A showdown between Mexico and Ecuador begins on Tuesday at the International Court of Justice (ICJ), the culmination of weeks of recrimination over an incident that saw Ecuadorian forces raid Mexico’s embassy in Quito in April, to arrest a former vice president who had been seeking asylum.

Mexico is suing Ecuador at the world court over the armed raid, saying it violated the Vienna Convention, a United Nations treaty on diplomatic relations. It is asking for Ecuador to be suspended from the UN.

Surveillance footage from the incident showed Ecuadorian police grappling with the Mexican mission’s top diplomat as they arrested Jorge Glas, Ecuador’s former vice president who has been convicted twice for corruption. The incident drew widespread international condemnation, but Ecuador’s President Daniel Noboa remains unrepentant, telling CNN affiliate SBS news that he does not regret how Glas was arrested.

In Tuesday’s hearing, Mexico is seeking provisional measures from the ICJ to ensure that Ecuador “takes appropriate and immediate steps to provide full protection and security of diplomatic premises” and “refrains from any act or conduct likely to aggravate or widen the dispute.”

Provisional measures do not represent a final ruling but function as a kind of restraining order to stop a dispute from escalating while the full case progresses through the court, which could take years.

Meanwhile, Ecuador filed a lawsuit of its own at the ICJ against Mexico over its decision to grant asylum to Glas.

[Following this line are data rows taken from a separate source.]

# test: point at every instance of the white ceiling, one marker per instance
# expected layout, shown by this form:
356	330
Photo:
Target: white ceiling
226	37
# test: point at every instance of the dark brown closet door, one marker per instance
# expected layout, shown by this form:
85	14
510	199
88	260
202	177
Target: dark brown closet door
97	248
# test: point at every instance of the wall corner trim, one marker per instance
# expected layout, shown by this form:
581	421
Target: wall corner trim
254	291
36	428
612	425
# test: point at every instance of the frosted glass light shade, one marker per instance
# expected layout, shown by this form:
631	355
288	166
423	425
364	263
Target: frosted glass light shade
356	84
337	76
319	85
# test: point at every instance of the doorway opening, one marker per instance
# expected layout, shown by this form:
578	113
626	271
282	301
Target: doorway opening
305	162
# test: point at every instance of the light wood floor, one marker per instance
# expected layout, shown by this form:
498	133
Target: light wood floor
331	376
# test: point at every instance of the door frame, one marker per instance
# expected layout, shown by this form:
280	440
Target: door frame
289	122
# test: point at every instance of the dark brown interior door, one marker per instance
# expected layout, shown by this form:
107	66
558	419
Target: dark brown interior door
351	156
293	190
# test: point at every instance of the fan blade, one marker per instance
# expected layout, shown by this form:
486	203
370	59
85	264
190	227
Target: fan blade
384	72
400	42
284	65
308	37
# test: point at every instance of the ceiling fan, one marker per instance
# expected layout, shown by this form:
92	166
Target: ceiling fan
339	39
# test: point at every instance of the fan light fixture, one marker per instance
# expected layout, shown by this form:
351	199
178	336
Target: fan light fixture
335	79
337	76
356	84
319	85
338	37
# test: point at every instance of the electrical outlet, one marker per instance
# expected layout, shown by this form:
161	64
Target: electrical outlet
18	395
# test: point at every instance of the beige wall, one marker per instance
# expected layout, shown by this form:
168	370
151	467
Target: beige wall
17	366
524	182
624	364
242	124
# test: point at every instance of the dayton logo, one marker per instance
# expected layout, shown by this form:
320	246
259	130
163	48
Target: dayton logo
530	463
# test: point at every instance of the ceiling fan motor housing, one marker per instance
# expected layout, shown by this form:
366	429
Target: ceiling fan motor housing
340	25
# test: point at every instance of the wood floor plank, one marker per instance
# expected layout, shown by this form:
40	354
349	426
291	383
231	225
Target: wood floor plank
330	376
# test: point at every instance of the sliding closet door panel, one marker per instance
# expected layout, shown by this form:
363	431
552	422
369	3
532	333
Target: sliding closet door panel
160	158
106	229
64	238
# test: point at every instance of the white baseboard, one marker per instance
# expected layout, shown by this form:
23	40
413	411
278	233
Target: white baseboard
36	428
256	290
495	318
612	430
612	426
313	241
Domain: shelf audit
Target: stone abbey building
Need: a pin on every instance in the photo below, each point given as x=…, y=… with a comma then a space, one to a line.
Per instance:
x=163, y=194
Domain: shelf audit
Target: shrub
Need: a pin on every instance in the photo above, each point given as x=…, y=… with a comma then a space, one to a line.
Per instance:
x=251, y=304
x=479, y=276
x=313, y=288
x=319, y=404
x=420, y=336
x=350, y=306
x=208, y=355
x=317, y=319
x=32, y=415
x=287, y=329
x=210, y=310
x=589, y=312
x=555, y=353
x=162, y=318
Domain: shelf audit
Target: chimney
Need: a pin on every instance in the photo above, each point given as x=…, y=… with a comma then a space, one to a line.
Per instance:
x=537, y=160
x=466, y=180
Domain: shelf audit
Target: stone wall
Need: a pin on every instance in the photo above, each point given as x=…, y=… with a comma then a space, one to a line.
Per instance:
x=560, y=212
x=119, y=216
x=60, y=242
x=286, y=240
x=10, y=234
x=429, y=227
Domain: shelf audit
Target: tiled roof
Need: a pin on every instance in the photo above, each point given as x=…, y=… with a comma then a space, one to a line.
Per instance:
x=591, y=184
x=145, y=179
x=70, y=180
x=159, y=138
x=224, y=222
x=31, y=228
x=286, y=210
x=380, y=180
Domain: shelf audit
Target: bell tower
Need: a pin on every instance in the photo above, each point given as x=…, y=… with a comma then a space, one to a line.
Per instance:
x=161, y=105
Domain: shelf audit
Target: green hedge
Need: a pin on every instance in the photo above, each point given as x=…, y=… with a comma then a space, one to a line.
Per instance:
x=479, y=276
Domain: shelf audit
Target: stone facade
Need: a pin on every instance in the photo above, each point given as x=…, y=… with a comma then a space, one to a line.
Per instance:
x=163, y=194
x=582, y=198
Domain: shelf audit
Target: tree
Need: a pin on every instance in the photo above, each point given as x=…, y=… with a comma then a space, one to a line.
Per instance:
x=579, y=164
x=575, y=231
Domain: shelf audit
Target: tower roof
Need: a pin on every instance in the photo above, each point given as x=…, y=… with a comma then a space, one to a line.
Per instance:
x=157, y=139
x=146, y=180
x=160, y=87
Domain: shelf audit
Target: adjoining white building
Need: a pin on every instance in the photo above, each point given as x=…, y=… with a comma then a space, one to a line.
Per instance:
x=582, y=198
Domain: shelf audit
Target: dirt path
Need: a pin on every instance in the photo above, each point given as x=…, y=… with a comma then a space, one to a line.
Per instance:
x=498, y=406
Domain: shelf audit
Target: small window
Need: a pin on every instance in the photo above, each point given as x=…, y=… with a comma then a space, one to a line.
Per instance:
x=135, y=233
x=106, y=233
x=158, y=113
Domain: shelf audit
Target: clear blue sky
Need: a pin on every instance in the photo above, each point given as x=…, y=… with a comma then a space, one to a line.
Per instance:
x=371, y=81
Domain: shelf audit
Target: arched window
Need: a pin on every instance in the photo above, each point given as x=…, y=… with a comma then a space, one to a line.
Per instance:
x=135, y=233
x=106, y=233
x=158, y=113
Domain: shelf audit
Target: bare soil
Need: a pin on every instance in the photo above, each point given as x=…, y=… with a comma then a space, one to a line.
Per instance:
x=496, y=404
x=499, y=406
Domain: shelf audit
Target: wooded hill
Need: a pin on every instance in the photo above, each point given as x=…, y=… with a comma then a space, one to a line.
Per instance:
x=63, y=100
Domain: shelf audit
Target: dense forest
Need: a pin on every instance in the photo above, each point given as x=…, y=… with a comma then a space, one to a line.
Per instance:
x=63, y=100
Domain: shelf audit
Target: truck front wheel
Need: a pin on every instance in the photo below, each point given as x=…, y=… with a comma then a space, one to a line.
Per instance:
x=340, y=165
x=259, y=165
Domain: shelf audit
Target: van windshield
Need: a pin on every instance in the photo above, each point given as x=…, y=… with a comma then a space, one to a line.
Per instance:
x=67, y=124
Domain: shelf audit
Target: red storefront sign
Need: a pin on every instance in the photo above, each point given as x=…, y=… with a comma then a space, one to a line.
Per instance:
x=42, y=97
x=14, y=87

Ecuador’s Foreign Ministry said in a statement Monday that Mexico had violated conventions, agreements, and international obligations since Glas became a guest at its embassy in Quito last December and was subsequently granted asylum.

Ecuador also accused Mexico’s President Andrés Manuel López Obrador of interfering in Ecuadorian politics, by making “false and injurious statements” that questioned the legitimacy of last year’s elections, according to its ICJ filing.

The diplomatic spat has seen a host of Latin American leaders across the political spectrum rally around Mexico, and several nations sever ties with Ecuador. It also, once again, puts Ecuador at the center of an international diplomatic crisis years after WikiLeaks founder Julian Assange was ousted from his diplomatic refuge at the Ecuadorian Embassy in London and arrested by British authorities.

When announcing the case, Mexico provided Ecuador an off-ramp, saying it would seek Ecuador’s removal from the UN unless it received a public apology for the raid and reparations, Mexican Foreign Minister Alicia Barcena told a press conference earlier in April. Ecuador has refused to apologize and Noboa told SBS News that his administration is on the “right side of history.”

The Ecuadorian president – the youngest ever elected in the country – has the unenviable position of tackling a years-long security crisis, in which drug cartels have meted out violence with impunity as they battle for prominence. Noboa has put Ecuador in successive states of emergency, and his efforts to clean house appear to have public backing: He won nine out of 11 proposals last week in a referendum for fresh security measures aimed at boosting his war on crime.

It may be part of a regional wave of support for tough and even authoritarian crackdowns on crime in Latin America, where popular support has also buoyed the re-election of El Salvador’s Nayib Bukele, who has put roughly 2% of the country behind bars.

At the center of the Ecuador-Mexico stand-off is Glas, who had sought protection from embezzlement charges by requesting asylum in Mexico, saying that the accusations were politically motivated. Glas served under leftist ex-President Rafael Correa between 2013 and 2017.

While Correa is currently living in exile dodging a prison sentence for bribery – which he denies – his party remains the largest bloc in the National Assembly, and perhaps reflects an old guard in the country that Noboa is keen to do away with.